I could see a steady stream of people on the first part of the ferrata, so I did not need the occasional signs painted on rocks. I was pleased to find myself the only climber at the base of the route, which starts up a steep face of dark, cobbled volcanic rock, with only a single metal step. I got maybe 10-15 feet up before getting stuck, unable to find a comfortable move up the polished face. I might have been able to go hand-over-hand up the cable, but probably not without gloves. I backed off and sat a minute, deciding what to do next.

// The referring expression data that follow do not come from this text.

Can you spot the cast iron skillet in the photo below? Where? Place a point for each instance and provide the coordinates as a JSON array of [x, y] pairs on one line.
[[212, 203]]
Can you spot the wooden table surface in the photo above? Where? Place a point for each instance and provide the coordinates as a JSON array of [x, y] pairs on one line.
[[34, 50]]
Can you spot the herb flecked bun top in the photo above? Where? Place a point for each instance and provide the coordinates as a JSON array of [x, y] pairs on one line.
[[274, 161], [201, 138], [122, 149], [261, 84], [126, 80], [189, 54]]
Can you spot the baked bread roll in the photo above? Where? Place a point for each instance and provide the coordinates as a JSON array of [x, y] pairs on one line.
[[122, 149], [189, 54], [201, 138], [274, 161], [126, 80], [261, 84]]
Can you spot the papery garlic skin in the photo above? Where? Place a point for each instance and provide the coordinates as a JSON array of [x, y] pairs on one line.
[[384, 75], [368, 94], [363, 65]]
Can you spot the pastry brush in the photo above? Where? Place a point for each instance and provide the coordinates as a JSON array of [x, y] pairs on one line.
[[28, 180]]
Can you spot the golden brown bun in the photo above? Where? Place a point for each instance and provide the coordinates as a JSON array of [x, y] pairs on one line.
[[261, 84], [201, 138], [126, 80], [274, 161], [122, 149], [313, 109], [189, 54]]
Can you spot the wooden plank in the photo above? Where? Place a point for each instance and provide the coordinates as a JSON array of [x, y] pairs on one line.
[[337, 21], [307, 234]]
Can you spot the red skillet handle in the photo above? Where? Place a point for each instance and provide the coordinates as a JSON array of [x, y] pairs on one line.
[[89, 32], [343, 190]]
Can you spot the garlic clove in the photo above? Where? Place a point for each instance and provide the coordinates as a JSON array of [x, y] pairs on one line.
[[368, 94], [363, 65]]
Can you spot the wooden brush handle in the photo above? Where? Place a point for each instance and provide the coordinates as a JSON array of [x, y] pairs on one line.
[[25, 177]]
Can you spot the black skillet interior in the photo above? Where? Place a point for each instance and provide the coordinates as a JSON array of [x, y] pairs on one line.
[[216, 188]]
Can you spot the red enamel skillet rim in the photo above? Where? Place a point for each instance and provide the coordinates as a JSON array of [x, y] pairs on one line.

There were several faint trails along the southern base of the cliffs, and I contoured along one of these, then climbed back up some class 3-4 terrain that, with very little route-finding, joined the ferrata after its initial climb, right before a rickety bridge. Oddly, the rest of the route was much more thoroughly equipped and easier than the first, easily-avoided pitch. In particular, two sets of continuous rungs have been added to a 40-foot pillar standing to one side of the crest, likely a modern addition.

I found a few tunnels after the pillar, but they were disappointingly shallow, leading to what I think were artillery windows looking north. The crest is long, but fortunately there were long, fast stretches of walking on a path through grass. I passed dozens of people, none of whom seemed to give me a dirty look for not having the proper gear. Finally, near the eastern end of the rocky ridge, I went through some significant tunnels. The first, maybe 50-100 yards long, passed from one side of the ridge to the other, through some living or storage quarters. The final one was more like a quarter-mile long, with multiple branching passages and painted arrows showing the path. It had a couple sets of steps, and connected troop quarters with more artillery windows.

Emerging from the other side, I realized I was at the end of the route. A short trail leads to the top of yet another ski lift, or a road switch-backing down to the eastern dam of Lago di Fedaia. I crossed to the south side, then walked the crowded pedestrian road back to my car, passing 20 or so young people swimming in the lake. Put together, the two outings made for a fairly full day.